SAN FRANCISCO -- Wal-Mart Stores, Bentonville, Ark., won a delay of several months in the start of a trial in a gender-discrimination lawsuit here to allow its appeal of a class certification to proceed.
A federal judge had certified the case as a class action in June, prompting Wal-Mart to appeal that ruling to the U.S. Ninth Circuit Court of Appeals here and asking that a trial not proceed until the appeal was heard. Last week's action by the U.S. District Court judge freezes all forward motion in the trial until the appeals court rules on Wal-Mart's request.
In a prepared statement, Wal-Mart said it was pleased the court granted its request for a stay. "We have very strong arguments on appeal, and if we prevail, it will eliminate the need for much if not all of this burdensome discovery, so the district court's stay order makes sense for all of the parties and the courts."

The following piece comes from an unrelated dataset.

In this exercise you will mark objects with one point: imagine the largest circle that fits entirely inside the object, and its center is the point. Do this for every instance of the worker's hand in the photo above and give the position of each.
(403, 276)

An attorney for the plaintiffs told SN the Ninth Circuit has scheduled arguments to begin in January, and those are likely to proceed for a couple of months after that, "so it looks like any decision on the class certification is six to nine months away," he said.
The suit, filed in 2001, charges that Wal-Mart discriminates against its female employees in pay and promotions. The class potentially includes more than 1.6 million current and former female employees at various Wal-Mart formats.